Now this explicit renunciation of the Church’s authority to condemn error (and by extension evil), was applied in the Council, as we have seen above, in:

 

- its abstention from issuing anathemata;
- its adoption of the principle of Religious Liberty, thereby repudiating the Church’s authority to suppress error and evil in the State, and Her authority effectively to exercise the social Kingship of Christ in the world;
-  its failure explicitly to condemn the moral evil of Communism;
-  its failure explicitly to condemn the vice of impurity, particularly that of contraception.    [4].


 

We shall proceed to examine three theses entailed by the statement of Pope John XXIII, namely

 

i)              i) that the condemnation of error is not an act of mercy;

i               ii) that love has pre-eminence over truth;

      iii) that the Church should show the validity of Her teaching, rather than condemn. 

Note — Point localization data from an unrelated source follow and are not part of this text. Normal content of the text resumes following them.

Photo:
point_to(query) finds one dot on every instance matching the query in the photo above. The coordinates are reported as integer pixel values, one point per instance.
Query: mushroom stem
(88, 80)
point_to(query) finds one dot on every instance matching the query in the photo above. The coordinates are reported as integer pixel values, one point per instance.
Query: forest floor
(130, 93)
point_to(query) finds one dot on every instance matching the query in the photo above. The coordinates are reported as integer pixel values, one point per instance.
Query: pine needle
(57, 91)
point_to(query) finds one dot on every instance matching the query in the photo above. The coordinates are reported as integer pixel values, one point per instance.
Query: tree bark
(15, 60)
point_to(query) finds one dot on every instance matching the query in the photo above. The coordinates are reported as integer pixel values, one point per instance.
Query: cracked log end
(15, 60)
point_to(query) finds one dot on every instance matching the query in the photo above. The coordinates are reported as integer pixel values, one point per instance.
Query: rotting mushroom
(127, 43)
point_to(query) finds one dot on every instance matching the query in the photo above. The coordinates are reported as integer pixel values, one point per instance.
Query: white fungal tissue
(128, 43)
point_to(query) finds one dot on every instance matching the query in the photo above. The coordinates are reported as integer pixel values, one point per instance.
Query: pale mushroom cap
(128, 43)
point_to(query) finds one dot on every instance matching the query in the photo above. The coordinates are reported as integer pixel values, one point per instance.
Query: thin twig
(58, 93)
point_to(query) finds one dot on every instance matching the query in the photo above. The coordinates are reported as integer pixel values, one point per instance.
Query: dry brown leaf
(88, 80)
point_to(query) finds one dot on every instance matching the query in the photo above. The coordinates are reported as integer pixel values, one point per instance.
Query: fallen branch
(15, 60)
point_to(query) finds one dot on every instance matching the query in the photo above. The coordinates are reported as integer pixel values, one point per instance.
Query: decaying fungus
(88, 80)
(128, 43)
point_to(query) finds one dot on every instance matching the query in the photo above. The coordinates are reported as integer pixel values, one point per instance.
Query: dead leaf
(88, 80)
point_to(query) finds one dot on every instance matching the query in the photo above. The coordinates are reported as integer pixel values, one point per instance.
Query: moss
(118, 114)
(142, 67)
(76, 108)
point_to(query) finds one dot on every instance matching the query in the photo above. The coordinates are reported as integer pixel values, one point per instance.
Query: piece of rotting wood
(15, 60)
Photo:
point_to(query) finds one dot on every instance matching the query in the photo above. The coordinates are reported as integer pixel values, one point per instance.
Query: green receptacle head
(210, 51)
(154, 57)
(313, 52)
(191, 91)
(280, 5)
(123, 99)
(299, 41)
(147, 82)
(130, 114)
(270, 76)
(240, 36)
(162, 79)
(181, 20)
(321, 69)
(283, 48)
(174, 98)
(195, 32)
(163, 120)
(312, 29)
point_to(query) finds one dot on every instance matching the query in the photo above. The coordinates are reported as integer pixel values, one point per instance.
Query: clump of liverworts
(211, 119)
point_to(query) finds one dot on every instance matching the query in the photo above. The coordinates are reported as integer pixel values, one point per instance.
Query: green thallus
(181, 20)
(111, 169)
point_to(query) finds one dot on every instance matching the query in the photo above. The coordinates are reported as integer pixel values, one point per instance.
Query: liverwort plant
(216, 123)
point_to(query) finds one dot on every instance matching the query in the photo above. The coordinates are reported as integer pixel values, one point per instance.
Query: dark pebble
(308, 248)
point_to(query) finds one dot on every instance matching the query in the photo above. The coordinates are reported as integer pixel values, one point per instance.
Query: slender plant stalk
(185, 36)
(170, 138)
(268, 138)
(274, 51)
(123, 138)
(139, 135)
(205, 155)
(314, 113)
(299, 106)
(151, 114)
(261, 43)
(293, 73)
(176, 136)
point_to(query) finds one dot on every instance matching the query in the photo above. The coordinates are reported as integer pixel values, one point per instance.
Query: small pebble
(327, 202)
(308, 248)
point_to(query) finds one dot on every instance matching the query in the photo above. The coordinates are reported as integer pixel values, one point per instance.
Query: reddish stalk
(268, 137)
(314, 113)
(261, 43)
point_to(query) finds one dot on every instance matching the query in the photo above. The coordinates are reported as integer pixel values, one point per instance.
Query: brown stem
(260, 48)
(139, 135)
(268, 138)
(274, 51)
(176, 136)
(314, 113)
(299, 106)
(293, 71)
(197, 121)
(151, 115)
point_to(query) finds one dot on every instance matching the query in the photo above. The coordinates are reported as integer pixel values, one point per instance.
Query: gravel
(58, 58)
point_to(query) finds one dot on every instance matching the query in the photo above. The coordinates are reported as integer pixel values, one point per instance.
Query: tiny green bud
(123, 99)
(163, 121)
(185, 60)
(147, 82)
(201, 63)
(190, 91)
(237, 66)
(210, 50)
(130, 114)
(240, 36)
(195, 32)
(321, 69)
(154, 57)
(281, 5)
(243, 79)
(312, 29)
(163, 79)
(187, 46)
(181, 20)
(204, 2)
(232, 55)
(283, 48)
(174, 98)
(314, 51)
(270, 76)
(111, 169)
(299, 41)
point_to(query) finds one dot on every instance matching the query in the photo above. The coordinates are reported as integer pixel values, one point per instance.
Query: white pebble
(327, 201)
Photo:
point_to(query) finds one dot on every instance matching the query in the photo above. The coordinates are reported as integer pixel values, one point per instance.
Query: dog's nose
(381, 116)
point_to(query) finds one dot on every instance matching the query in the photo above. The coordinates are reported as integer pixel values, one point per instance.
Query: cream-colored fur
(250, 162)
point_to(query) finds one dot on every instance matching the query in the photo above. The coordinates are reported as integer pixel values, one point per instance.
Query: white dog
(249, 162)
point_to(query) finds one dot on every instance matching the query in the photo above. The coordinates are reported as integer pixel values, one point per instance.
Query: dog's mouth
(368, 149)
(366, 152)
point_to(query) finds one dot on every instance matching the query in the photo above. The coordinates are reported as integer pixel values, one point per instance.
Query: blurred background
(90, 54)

To be continued in part 2 of the Moral Analysis -  beginning with ‘That the Condemnation of Error  is Not an Act of Mercy.’




[1] Introduction B I (a)

[2] Ephesians 4. 4-6

[3] ‘Non c’è nessun tempo in cui la Chiesa non si sia opposta a questi errori, spesso li ha anche condannati, e talvolta con la massima severità. Quanto al tempo presente, la Sposa di Cristo preferisce usare la medicina della misericordia invece di imbracciare le armi del rigore; pensa che si debba andare incontro alle necessità odierne, esponendo più chiaramente il valore del suo insegnamento piuttosto che condannando.’  Gaudet Mater Ecclesia, opening speech of the Council by Pope John XXIII

[4] the only condemnations of Communism and contraception were in the end to be relegated to obscure footnotes. It seems that the topics, like that of the pre-eminence of the Papacy (itself relegated to a ‘preliminary’, but in reality to a subsequent, note), were apparently considered too inflammable to be treated openly, with coherence, vigour, and with true earnestness.